SET UP Figure 8.18 shows our sketches. We use the subscripts n and C to denote the neutron and carbon nucleus, respectively.
SOLVE Because we have a head-on elastic collision, all velocity and momentum vectors lie along the x axis, and we can use Equations 8.10 and 8.13, with m_n = 1.0 u, m_C = 12 u, and \upsilon_{n,i} = 2.6 \times 10^7 m/s.
We’ll get two simultaneous equations that we’ll need to solve for \upsilon_{n, f} and \upsilon_{C, f}.
First, conservation of the x component of momentum gives
m_A\upsilon _{A,i}=m_A\upsilon _{A,}+m_B\upsilon _{B,f}. (8.10)
\upsilon _{B,f}-\upsilon _{A,f}=\upsilon _{A,i} (relative velocity before and after collision). (8.13)
m_n(\upsilon _{n,i})+m_C(\upsilon _{C,i})=m_n(\upsilon _{n,f})+m_C(\upsilon _{C,f}),
(1.0 u)(2.6 \times 10^7 m/s)+(12.0 u)(0)
= (1.0 u)\upsilon _{n,f}+(12.0 u)\upsilon _{C,f}.
Second, the relative-velocity relationship yields
\upsilon _{n,i}-\upsilon _{C,i}=-(\upsilon _{n,f}-\upsilon _{C,f}),
2.6 \times 10^7 m/s=\upsilon _{C,f}-\upsilon _{n,f}.

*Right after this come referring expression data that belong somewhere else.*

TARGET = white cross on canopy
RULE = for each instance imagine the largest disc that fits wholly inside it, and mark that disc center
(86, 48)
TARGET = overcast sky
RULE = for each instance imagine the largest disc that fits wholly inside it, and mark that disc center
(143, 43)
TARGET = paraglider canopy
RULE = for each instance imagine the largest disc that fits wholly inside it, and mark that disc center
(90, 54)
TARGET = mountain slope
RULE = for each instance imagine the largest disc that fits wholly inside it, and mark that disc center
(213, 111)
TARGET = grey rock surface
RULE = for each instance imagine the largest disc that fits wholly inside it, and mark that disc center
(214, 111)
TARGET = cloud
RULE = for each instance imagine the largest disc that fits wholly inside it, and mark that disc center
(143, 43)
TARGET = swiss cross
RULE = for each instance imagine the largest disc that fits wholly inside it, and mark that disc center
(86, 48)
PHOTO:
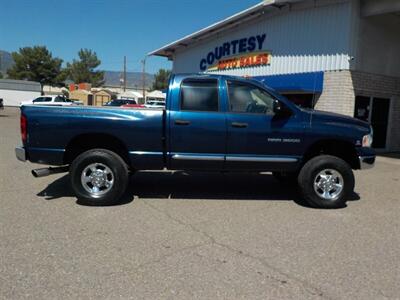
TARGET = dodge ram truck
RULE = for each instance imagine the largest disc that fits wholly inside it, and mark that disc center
(210, 123)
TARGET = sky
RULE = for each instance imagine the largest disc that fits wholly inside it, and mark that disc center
(111, 28)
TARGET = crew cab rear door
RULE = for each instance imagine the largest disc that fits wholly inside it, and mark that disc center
(258, 138)
(197, 126)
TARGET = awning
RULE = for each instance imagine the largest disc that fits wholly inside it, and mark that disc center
(302, 82)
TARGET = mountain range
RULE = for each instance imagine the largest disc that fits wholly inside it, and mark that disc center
(112, 78)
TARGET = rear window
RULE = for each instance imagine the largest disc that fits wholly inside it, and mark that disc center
(199, 95)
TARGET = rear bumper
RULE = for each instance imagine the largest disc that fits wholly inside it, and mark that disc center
(366, 156)
(20, 153)
(366, 162)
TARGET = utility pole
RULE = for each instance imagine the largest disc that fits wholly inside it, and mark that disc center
(144, 79)
(124, 73)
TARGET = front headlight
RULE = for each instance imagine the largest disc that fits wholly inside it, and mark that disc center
(368, 139)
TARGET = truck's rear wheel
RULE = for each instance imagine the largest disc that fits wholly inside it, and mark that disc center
(99, 177)
(325, 181)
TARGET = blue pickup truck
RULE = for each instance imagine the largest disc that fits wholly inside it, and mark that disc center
(210, 123)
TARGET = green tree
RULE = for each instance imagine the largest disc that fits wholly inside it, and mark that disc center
(161, 79)
(37, 64)
(83, 69)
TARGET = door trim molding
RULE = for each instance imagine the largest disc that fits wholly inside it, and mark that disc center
(275, 159)
(206, 157)
(235, 158)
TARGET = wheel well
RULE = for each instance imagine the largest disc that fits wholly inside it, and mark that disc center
(342, 149)
(85, 142)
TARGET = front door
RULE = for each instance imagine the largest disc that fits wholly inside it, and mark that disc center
(197, 127)
(259, 139)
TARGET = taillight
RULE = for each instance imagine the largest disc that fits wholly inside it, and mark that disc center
(23, 128)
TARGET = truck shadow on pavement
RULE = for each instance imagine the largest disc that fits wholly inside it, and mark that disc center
(194, 186)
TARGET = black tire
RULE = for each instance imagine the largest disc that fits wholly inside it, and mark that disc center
(119, 176)
(308, 175)
(286, 177)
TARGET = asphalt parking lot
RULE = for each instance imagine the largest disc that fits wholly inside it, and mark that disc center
(184, 236)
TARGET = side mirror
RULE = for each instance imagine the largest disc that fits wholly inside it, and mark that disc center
(278, 108)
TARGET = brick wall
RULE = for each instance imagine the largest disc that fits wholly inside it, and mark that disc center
(379, 86)
(341, 88)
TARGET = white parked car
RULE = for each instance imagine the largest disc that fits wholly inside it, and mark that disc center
(56, 100)
(155, 104)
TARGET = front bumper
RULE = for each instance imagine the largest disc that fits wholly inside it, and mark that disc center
(20, 153)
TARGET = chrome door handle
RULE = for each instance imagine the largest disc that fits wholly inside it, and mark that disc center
(182, 122)
(239, 125)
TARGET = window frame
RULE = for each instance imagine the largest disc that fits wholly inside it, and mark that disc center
(199, 80)
(245, 112)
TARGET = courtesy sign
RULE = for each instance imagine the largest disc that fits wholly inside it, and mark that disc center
(243, 61)
(240, 53)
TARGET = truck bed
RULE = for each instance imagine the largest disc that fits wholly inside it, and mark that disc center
(52, 129)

These are two simultaneous equations for \upsilon _{n,f} and \upsilon _{C,f} . We’ll let you do the algebra; the results are
\upsilon _{n,f}=-2.2 \times 10^7 m/s
\upsilon _{C,f}=0.40 \times 10^7 m/s (final x velocities).
REFLECT The neutron ends up with \frac{11}{13} of its original speed, and the speed of the recoiling carbon nucleus is \frac{2}{13} of the neutron’s original speed. Kinetic energy is proportional to speed squared, so the neutron’s final kinetic energy is \left(\frac{11}{13} \right)^2 , or about 0.72 of its original value. If the neutron makes a second such collision, its kinetic energy is (0.72)², or about half of its original value, and so on. After many such collisions, the neutron’s kinetic energy is reduced to a small fraction ( \frac{1}{100} or less) of its initial value.
Practice Problem: If the neutron’s kinetic energy is reduced to \frac{9}{16} of its initial value in a single collision, what is the mass of the moderator nucleus? Answer: 7.0 u.